Kopfverletzungen im Fußball: Pfeifen für den Kopf
Das Bewusstsein für die Folgen von Gehirnerschütterungen wächst. Umso bitterer sind die Bilder der Dänin Emma Smerle im Spiel gegen Deutschland.
Kurz nachdem die Dänin Emma Snerle von einem scharf geschossenen Ball ihrer Kollegin Emma Færge am Kopf getroffen worden und zu Boden gegangen war, fiel das 2:1 für die Deutschen. Schiedsrichterin Catarina Ferreira Campos hatte das Spiel nicht unterbrochen, der Treffer zählte und im dänischen Team war man hinterher alles andere als glücklich mit dieser schiedsrichterlichen Fehlleistung. „Die Regeln sind klar. Wenn eine Spielerin eine Kopfverletzung hat, musst du abpfeifen“, meinte etwa der dänische Trainer Andrée Jeglertz. Es waren schreckliche Bilder, die da aus Basel zu sehen waren. Snerle konnte sich kaum aufrecht halten und wirkte benommen, als sie nach einer Behandlungspause vom Feld geführt wurde.
Im Gegensatz zur Schiedsrichterin haben den Trainer der Däninnen die zahlreichen Diskussionen der vergangenen Jahre um das lange tabuisierte Thema Kopfverletzungen offensichtlich erreicht. Die Verbände haben zahlreiche sportmedizinische Studien angeregt, die sich sowohl mit Langzeitschäden durch wiederholtes Kopfballspiel als auch mit schweren Schädel-Hirn-Traumata etwa nach einem Zusammenprall von Spielerinnen befassen.

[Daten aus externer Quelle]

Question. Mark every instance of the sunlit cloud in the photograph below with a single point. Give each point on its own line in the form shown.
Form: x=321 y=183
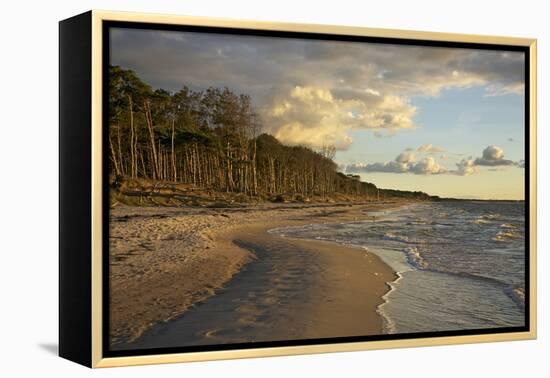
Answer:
x=405 y=162
x=316 y=92
x=429 y=148
x=493 y=156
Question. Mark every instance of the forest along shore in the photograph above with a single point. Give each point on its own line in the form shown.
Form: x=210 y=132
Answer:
x=164 y=261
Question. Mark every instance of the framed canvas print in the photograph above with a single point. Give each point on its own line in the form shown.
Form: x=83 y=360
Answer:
x=235 y=189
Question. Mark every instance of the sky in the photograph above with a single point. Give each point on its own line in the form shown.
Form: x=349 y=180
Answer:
x=446 y=121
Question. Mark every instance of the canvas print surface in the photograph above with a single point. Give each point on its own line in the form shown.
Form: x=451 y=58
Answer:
x=275 y=189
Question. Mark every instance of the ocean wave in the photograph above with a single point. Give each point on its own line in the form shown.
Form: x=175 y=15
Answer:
x=414 y=258
x=394 y=237
x=486 y=218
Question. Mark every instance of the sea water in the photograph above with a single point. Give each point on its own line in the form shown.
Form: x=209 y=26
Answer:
x=460 y=264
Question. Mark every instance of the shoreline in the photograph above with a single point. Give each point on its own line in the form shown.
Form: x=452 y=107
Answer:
x=208 y=250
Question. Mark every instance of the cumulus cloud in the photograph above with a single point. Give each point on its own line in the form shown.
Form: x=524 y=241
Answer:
x=429 y=148
x=314 y=116
x=493 y=156
x=405 y=162
x=466 y=167
x=311 y=91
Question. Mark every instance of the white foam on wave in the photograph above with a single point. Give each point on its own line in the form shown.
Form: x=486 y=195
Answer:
x=414 y=257
x=394 y=237
x=389 y=325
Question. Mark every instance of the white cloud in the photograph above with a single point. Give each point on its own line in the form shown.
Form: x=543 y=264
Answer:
x=429 y=148
x=405 y=162
x=466 y=167
x=330 y=86
x=313 y=116
x=493 y=156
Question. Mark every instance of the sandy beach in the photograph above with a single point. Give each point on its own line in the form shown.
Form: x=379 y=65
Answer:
x=192 y=276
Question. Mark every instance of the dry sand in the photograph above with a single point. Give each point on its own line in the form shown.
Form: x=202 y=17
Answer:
x=188 y=276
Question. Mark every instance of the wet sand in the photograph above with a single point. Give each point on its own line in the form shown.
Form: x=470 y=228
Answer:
x=266 y=287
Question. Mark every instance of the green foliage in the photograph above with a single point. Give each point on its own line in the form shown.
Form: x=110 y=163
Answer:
x=210 y=139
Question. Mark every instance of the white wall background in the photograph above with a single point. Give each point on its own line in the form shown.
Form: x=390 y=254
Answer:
x=28 y=188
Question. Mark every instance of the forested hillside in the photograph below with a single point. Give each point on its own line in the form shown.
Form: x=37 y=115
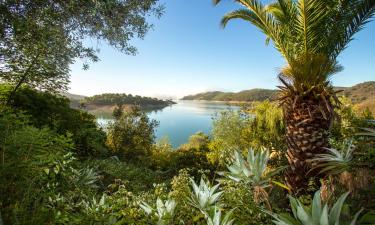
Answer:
x=124 y=99
x=362 y=95
x=244 y=96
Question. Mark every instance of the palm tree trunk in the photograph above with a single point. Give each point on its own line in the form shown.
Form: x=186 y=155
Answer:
x=308 y=123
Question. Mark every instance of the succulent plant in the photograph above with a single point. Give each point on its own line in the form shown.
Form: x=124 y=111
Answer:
x=334 y=161
x=315 y=214
x=204 y=197
x=216 y=218
x=164 y=211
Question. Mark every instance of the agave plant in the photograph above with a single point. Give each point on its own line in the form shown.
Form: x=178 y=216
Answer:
x=204 y=197
x=315 y=214
x=334 y=161
x=215 y=218
x=310 y=35
x=253 y=171
x=164 y=211
x=368 y=131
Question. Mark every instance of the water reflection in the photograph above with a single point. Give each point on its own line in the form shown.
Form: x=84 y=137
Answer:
x=181 y=120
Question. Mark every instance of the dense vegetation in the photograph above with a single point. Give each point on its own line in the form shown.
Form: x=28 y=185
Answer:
x=53 y=172
x=58 y=167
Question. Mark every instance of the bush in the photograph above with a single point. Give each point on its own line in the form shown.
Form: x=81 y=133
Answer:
x=131 y=135
x=52 y=111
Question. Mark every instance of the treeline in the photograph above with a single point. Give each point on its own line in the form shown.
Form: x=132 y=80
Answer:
x=243 y=96
x=124 y=99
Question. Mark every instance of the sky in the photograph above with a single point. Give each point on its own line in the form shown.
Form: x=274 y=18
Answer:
x=188 y=52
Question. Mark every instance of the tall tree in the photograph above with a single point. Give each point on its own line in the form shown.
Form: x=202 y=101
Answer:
x=310 y=35
x=40 y=39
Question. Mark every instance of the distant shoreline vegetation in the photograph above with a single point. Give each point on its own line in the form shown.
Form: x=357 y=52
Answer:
x=243 y=96
x=362 y=96
x=106 y=102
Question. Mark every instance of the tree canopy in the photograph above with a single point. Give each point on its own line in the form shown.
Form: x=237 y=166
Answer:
x=40 y=39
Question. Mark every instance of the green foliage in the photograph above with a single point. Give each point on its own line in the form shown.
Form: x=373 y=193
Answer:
x=229 y=133
x=137 y=178
x=132 y=135
x=37 y=166
x=334 y=161
x=52 y=111
x=215 y=218
x=164 y=211
x=267 y=127
x=316 y=214
x=204 y=197
x=259 y=126
x=39 y=39
x=310 y=35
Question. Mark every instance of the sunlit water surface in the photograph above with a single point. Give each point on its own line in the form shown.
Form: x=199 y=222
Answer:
x=178 y=122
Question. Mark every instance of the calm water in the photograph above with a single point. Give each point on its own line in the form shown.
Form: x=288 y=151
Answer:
x=183 y=119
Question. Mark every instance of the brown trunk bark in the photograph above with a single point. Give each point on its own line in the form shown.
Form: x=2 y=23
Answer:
x=308 y=123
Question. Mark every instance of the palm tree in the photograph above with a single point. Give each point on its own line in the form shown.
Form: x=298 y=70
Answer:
x=310 y=35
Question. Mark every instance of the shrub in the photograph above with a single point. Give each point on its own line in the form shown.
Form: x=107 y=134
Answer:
x=131 y=136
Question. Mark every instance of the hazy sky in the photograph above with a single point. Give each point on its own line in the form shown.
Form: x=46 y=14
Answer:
x=188 y=52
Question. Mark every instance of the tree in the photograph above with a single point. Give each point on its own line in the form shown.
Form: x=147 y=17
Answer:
x=310 y=35
x=132 y=135
x=40 y=39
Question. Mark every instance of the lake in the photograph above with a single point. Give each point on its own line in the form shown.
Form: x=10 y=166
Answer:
x=178 y=122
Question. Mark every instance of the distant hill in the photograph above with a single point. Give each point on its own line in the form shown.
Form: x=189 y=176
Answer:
x=105 y=103
x=242 y=96
x=360 y=92
x=73 y=96
x=362 y=95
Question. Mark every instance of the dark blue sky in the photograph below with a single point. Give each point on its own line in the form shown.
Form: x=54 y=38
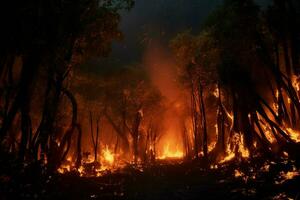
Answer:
x=157 y=20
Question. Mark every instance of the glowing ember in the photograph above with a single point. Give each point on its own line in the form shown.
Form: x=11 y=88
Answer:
x=168 y=153
x=108 y=155
x=284 y=176
x=239 y=144
x=295 y=135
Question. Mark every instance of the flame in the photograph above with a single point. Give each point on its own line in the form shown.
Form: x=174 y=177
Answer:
x=168 y=153
x=295 y=135
x=108 y=156
x=239 y=143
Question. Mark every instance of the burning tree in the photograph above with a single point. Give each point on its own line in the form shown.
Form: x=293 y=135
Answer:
x=255 y=114
x=40 y=44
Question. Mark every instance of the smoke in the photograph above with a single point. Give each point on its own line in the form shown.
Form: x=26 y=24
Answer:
x=161 y=68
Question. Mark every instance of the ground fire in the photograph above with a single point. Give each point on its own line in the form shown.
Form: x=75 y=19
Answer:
x=167 y=99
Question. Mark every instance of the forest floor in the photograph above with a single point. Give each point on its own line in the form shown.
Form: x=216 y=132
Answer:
x=258 y=179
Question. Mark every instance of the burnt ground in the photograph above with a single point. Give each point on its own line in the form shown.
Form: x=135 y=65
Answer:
x=258 y=179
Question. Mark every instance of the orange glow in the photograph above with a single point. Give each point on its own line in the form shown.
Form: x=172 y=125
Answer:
x=171 y=153
x=295 y=135
x=108 y=155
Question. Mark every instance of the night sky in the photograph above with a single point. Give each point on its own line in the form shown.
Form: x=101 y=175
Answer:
x=155 y=20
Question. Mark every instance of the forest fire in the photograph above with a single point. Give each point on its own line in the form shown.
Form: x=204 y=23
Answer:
x=169 y=153
x=173 y=112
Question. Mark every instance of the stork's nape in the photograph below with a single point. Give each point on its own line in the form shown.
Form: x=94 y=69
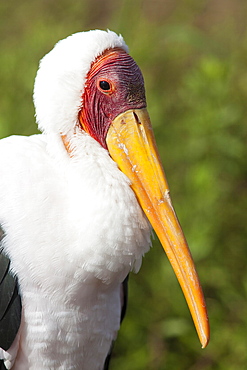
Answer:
x=95 y=175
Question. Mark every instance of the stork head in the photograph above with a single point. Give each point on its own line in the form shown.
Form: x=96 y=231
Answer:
x=89 y=81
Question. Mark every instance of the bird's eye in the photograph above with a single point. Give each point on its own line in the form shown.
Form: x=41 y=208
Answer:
x=105 y=85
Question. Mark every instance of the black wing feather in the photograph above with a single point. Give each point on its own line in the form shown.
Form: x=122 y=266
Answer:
x=10 y=302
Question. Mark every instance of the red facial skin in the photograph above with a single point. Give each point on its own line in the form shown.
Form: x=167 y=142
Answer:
x=103 y=102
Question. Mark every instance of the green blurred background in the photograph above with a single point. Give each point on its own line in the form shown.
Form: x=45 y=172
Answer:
x=193 y=55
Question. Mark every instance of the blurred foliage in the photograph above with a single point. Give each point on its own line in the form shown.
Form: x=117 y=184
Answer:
x=193 y=55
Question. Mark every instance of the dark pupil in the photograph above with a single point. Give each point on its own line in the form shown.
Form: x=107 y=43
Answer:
x=104 y=85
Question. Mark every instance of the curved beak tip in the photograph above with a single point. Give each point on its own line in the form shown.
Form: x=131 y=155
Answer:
x=132 y=146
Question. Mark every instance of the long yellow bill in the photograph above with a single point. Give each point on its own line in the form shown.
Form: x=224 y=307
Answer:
x=131 y=144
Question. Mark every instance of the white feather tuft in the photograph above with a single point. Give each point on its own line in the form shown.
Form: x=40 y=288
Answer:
x=60 y=80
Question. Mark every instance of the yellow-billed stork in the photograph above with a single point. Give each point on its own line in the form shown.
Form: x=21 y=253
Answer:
x=76 y=204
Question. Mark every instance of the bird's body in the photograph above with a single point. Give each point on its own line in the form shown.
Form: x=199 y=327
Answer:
x=74 y=301
x=75 y=207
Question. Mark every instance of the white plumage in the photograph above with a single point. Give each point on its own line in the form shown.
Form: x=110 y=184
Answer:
x=73 y=227
x=56 y=211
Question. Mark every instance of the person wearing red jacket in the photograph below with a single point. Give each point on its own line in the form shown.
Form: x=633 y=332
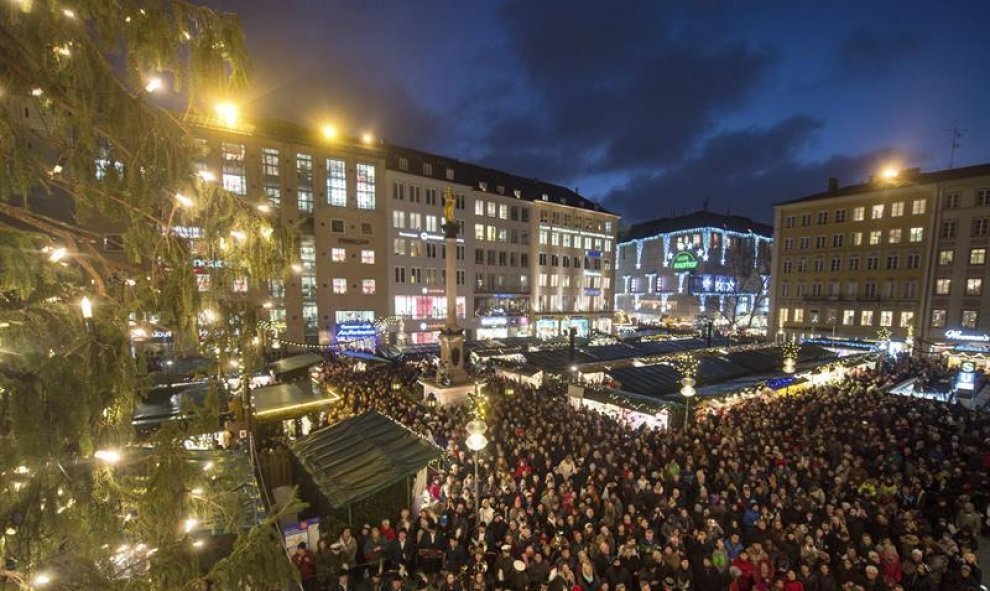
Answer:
x=791 y=582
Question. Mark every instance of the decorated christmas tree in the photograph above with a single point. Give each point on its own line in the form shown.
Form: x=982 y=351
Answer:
x=102 y=212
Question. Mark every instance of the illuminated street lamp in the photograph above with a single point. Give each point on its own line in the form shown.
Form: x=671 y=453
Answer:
x=687 y=391
x=476 y=441
x=227 y=112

Dabei wurde festgestellt, dass nicht nur bei den harten Vollkontaktsportarten wie Boxen oder American Football Langzeitschäden auftreten können. Auch Fußballerinnen müssen mit der Gefahr leben, an chronischer traumatischer Enzephalopathie, kurz CTE, zu erkranken. Dabei kann der andauernde Abbau von Gehirnzellen zu Spätfolgen wie Gedächtnisproblemen, Persönlichkeitsveränderungen oder Depressionen führen.
Vorgaben für die Verbände
Die europäische Fußballunion Uefa hat auf den wissenschaftlichen Ergebnissen basierend im November 2021 eine Concussion Charter vorgestellt, die von allen Mitgliedsverbänden unterzeichnet werden musste. Die Verbände sind angehalten, die Spielerinnen ihrer Nationalteams für das Thema zu sensibilisieren. Ein niederschwelliges Infofilmchen wurde produziert und die Schiedsrichter angewiesen, das Spiel bei einem Verdacht auf Gehirnerschütterungen umgehend zu unterbrechen. In der Frauenbundesliga gilt seit der Saison 2023/24 ein „Protokoll für Kopfverletzungen“, in dem auch geregelt ist, dass Spielerinnen „nach einer Kopfverletzung eine körperliche Ruhe von 24 bis 48 Stunden einhalten sollen und anschließend die Belastung graduell gesteigert wird“.
In Deutschland ist das Bewusstsein für die Folgen von Gehirnerschütterungen im Fußball seit dem Männer-WM-Finale der DFB-Elf gegen Argentinien 2014 in Rio de Janeiro gestiegen. Damals stand Nationalspieler Christoph Kramer trotz einer Gehirnerschütterung noch rund 15 Minuten auf dem Platz.
Dennoch dauerte es fast zehn Jahre, bis jährliche Schulungen des medizinischen Personals zum Thema Kopfverletzungen in den Bundesligen der Männer und Frauen nach den Vorgaben der Concussion Charter der Uefa verpflichtend wurden.
Die Regeln zum Umgang mit Gehirnerschütterungen in der Premier League gehen sogar noch über die Vorgaben der Uefa hinaus. Dort muss ein Spieler beim geringsten Verdacht auf eine Kopfverletzung umgehend das Feld verlassen. Nur wenn absolut keine Anzeichen für eine Gehirnerschütterung vorliegen, darf er wieder aufs Feld.
Das Bewusstsein für das Thema ist also über die Jahre gewachsen. Umso erstaunlicher, dass Schiedsrichterin Ferreira Campos das Spiel nicht unterbrochen hat.